Training AI systems to do things the right way requires huge amounts of data. Many companies pay workers on platforms such as Mechanical Turk to perform tasks that would normally be too difficult for automated systems (such as solving captcha puzzles and tagging data and annotating text).

The data in question is then entered into artificial intelligence models so that these models can be trained. Workers on platforms like Mechanical Turk are usually not paid much and are expected to complete many tasks in a short amount of time.

It is not surprising that a number of employees in question go to tools like ChatGPT to increase the speed of work and income. The question is how many of these people do this?

According to MIT Technology Reviewa group of researchers from the Federal Polytechnic University of Lausanne (EPFL) recruited 44 people on the Amazon Mechanical Turk platform to summarize medical research articles.

The researchers then analyzed the responses with a special artificial intelligence model to look for clues to ChatGPT. These clues included things like lack of variation in words.

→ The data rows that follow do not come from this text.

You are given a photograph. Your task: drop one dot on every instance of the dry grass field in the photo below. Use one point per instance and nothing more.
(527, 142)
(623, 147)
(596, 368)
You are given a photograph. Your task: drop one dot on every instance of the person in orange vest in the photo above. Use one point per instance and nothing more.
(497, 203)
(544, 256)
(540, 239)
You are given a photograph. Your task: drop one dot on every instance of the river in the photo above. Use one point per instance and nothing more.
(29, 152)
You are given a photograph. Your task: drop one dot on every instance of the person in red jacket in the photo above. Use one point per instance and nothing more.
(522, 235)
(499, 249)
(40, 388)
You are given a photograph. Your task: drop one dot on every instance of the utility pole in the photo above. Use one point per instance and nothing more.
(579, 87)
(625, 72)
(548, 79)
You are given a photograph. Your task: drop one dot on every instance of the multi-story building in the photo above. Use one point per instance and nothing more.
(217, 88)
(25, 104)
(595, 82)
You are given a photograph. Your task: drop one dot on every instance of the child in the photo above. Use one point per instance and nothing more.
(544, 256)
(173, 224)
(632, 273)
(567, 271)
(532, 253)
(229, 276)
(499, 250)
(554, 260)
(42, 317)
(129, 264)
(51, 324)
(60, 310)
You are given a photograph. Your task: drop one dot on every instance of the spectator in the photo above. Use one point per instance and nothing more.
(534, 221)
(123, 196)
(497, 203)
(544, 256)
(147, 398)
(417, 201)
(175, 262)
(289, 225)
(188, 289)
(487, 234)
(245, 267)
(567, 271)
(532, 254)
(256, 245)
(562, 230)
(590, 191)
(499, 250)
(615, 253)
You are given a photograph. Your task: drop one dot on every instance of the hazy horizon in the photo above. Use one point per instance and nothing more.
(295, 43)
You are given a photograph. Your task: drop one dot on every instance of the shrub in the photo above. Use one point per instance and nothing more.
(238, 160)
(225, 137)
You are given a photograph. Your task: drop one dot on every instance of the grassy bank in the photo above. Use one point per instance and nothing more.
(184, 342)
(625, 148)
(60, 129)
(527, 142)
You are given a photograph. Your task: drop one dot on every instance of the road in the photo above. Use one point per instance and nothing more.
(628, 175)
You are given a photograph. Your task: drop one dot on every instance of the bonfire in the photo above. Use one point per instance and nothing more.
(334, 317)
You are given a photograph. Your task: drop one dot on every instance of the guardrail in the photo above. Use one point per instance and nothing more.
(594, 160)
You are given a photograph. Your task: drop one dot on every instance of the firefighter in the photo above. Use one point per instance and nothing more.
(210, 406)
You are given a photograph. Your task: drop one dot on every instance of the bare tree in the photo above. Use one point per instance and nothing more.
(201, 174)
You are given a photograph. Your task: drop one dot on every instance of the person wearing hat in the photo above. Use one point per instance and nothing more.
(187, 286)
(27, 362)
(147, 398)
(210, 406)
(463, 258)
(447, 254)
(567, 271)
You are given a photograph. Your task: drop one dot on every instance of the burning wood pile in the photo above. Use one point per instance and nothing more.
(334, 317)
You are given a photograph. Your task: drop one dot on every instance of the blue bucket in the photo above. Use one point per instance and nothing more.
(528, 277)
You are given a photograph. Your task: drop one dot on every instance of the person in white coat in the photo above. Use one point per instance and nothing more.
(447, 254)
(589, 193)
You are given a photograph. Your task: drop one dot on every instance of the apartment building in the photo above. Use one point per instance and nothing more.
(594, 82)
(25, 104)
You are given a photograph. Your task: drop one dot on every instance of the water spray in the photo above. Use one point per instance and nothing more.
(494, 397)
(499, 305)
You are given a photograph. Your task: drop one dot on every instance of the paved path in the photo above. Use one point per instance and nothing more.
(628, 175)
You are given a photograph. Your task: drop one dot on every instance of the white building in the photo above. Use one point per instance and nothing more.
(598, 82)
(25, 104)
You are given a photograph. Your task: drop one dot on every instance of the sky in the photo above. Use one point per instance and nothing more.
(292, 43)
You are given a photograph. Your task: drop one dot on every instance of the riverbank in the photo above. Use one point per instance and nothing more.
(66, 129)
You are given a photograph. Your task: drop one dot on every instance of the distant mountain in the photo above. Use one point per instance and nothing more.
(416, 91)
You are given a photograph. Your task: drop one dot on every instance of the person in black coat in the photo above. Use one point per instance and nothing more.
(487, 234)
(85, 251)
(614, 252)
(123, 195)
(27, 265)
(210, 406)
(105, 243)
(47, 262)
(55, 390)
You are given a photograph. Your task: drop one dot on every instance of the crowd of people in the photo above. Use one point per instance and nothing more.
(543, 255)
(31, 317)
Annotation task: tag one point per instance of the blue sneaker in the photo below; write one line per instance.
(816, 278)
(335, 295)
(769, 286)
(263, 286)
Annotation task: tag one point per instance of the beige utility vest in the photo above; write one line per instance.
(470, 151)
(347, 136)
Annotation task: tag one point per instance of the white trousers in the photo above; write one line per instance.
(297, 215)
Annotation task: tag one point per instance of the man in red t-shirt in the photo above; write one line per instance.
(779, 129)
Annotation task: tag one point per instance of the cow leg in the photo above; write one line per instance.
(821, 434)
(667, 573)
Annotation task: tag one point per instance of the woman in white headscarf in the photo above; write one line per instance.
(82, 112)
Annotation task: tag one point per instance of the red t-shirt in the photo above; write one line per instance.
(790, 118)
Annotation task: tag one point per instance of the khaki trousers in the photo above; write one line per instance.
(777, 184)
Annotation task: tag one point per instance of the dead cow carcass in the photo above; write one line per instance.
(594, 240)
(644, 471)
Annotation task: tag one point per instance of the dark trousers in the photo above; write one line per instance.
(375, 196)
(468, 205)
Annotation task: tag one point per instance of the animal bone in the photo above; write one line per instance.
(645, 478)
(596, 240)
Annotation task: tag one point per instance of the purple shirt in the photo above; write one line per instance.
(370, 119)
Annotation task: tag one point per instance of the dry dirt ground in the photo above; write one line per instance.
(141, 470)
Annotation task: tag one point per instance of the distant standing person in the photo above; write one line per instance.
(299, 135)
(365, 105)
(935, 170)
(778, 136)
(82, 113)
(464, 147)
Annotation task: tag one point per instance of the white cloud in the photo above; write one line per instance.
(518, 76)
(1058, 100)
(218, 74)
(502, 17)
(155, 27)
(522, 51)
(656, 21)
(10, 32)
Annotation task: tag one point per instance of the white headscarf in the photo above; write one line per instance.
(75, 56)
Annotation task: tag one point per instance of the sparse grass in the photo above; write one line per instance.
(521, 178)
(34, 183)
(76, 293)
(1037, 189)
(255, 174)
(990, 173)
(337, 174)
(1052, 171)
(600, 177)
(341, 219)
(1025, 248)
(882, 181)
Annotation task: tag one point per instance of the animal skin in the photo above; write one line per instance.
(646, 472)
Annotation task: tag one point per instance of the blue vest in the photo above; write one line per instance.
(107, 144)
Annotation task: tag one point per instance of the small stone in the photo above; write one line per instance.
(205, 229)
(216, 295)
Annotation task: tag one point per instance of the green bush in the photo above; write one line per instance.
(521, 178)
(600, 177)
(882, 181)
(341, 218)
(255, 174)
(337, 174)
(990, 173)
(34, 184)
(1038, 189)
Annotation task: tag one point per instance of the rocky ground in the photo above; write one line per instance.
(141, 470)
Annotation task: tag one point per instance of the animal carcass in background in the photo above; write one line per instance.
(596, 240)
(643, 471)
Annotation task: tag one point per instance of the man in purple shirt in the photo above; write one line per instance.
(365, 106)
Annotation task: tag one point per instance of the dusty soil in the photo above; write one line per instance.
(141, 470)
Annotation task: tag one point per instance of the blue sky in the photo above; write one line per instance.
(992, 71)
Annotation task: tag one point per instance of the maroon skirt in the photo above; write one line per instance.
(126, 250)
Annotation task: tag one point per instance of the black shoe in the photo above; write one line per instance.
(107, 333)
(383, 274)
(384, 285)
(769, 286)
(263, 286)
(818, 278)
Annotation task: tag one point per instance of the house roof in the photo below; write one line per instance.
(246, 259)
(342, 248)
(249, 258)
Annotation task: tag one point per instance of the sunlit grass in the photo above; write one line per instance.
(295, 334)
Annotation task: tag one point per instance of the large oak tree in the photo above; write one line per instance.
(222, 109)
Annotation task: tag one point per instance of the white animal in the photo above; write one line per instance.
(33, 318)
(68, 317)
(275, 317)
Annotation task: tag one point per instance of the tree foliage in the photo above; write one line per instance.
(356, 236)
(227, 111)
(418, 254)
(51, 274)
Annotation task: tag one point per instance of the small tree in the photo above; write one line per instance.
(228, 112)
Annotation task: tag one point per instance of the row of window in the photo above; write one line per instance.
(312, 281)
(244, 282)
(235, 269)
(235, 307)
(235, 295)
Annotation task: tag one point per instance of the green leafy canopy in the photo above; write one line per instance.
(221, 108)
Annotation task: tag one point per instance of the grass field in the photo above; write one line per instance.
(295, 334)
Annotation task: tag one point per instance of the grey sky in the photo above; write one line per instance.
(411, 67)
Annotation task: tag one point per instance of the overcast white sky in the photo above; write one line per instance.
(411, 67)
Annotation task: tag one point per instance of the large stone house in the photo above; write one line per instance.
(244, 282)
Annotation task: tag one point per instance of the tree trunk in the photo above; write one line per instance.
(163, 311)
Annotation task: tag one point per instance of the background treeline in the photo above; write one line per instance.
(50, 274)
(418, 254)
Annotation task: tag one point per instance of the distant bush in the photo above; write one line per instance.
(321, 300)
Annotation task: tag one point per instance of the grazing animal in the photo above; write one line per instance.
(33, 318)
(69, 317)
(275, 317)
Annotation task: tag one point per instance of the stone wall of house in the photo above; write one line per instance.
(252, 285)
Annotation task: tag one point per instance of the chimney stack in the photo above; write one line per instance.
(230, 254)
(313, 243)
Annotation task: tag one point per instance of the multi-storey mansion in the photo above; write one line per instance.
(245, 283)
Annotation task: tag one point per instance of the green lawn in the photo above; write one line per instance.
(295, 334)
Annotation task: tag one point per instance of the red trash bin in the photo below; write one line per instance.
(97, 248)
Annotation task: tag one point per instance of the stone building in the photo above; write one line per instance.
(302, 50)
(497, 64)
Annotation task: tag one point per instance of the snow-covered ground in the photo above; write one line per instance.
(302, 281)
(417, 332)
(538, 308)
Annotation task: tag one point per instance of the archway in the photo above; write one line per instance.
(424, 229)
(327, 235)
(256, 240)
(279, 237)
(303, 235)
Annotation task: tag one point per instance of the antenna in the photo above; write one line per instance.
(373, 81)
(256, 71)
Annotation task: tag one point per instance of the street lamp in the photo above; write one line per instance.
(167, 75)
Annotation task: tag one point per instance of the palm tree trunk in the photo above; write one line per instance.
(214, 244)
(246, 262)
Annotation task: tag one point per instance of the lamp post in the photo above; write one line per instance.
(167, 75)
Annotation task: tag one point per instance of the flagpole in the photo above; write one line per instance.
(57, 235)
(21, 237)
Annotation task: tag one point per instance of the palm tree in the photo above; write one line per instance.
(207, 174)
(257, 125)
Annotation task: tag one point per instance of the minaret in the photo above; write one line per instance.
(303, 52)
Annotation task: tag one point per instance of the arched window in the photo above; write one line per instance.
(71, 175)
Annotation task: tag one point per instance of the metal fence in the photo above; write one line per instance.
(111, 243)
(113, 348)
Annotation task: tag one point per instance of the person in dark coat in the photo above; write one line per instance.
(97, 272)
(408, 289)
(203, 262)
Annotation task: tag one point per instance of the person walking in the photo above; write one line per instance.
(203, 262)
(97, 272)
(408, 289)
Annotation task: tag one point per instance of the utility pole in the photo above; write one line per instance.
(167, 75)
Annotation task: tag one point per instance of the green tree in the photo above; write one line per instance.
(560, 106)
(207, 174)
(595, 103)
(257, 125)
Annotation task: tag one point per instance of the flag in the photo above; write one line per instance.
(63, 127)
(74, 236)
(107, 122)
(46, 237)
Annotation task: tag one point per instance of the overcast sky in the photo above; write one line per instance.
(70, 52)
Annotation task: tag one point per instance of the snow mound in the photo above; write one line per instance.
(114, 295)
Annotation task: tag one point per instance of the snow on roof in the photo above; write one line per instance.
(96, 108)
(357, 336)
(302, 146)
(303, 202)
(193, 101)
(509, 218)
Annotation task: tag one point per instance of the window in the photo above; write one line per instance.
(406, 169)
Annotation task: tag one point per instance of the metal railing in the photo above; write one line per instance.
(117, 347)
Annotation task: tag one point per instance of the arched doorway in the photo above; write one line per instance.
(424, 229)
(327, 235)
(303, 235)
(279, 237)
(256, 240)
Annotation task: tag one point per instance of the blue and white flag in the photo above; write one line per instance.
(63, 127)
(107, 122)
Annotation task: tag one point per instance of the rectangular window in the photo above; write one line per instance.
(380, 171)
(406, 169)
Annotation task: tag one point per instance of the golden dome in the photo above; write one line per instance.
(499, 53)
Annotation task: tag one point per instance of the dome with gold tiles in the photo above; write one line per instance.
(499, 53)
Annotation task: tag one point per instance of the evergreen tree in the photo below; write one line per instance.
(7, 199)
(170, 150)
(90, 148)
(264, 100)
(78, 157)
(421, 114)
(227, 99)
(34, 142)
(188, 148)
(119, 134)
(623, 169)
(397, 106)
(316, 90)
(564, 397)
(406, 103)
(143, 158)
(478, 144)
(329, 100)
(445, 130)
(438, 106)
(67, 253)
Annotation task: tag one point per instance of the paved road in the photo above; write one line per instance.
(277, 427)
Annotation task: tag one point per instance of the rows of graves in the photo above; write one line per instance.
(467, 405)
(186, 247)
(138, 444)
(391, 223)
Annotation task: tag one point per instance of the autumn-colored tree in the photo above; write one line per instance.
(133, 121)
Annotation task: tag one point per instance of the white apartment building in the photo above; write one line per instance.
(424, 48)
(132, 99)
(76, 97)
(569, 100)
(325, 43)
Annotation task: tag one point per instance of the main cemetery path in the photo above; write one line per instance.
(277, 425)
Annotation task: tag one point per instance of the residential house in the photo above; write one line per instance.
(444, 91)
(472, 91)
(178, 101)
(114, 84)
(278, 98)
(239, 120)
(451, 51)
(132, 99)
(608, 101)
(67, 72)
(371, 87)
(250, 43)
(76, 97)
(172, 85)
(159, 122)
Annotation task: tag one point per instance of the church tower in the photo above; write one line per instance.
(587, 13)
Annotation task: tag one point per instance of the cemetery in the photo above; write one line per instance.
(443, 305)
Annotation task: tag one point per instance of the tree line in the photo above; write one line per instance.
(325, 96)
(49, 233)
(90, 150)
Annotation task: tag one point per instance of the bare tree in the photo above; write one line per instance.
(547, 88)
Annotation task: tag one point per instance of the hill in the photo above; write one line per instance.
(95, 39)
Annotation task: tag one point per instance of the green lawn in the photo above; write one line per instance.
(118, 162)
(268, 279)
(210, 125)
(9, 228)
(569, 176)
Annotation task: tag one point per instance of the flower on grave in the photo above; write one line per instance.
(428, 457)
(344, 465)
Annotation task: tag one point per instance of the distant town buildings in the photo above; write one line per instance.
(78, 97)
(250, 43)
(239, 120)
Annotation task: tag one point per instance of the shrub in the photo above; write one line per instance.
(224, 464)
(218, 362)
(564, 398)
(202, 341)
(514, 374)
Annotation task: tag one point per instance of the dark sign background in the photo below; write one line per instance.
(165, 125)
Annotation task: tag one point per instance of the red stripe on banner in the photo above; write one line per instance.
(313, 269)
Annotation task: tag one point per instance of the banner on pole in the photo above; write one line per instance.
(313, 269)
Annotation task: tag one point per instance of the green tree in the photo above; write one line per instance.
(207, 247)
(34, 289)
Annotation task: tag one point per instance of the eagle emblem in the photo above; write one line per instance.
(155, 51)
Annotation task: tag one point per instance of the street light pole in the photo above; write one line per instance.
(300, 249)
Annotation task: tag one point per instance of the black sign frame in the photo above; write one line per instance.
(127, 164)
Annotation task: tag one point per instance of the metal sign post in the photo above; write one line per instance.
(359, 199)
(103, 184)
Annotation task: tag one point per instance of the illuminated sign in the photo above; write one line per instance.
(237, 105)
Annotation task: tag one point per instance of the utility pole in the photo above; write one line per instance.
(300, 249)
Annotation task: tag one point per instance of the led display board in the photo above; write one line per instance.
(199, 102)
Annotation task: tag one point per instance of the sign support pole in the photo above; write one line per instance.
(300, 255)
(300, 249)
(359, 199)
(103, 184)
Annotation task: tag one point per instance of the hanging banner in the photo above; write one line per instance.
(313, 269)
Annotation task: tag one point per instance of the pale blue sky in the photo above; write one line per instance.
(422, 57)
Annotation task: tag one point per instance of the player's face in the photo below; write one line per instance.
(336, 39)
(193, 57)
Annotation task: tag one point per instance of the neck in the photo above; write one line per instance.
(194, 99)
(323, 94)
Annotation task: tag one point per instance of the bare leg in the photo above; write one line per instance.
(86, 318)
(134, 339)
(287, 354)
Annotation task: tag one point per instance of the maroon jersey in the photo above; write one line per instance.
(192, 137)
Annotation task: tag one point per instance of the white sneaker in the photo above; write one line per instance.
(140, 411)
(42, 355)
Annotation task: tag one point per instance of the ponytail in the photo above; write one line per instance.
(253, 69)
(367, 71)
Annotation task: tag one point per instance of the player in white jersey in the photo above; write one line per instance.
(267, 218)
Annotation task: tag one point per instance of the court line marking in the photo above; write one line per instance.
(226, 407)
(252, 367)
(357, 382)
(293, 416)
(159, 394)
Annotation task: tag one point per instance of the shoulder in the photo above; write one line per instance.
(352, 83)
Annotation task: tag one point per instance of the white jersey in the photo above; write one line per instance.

The researchers also extracted keyboard keystroke patterns to find out whether these employees were copying and pasting their responses. Copy-pasting shows that they have made their answers elsewhere.

Researchers say that between 33 and 46 percent of employees started using artificial intelligence services such as ChatGPT. With the increasing power and ease of access to ChatGPT and other artificial intelligence systems, this number is likely to increase.

Robert Westan assistant professor at the Polytechnic Federal University of Lausanne, who is one of the authors of a scientific paper related to the new research, says that in his opinion, we have not reached the end of the era of collective outsourcing platforms, and that artificial intelligence will simply modify the way things are done.

Using artificial intelligence-generated data to train artificial intelligence will ultimately make models that already have obvious errors more error-prone. Large language models sometimes misrepresent false information as scientific truth, and the use of AI-generated data makes it much more difficult to troubleshoot services based on this technology.

Researchers say that we need new ways to understand whether the data we are looking for is made by humans or artificial intelligence.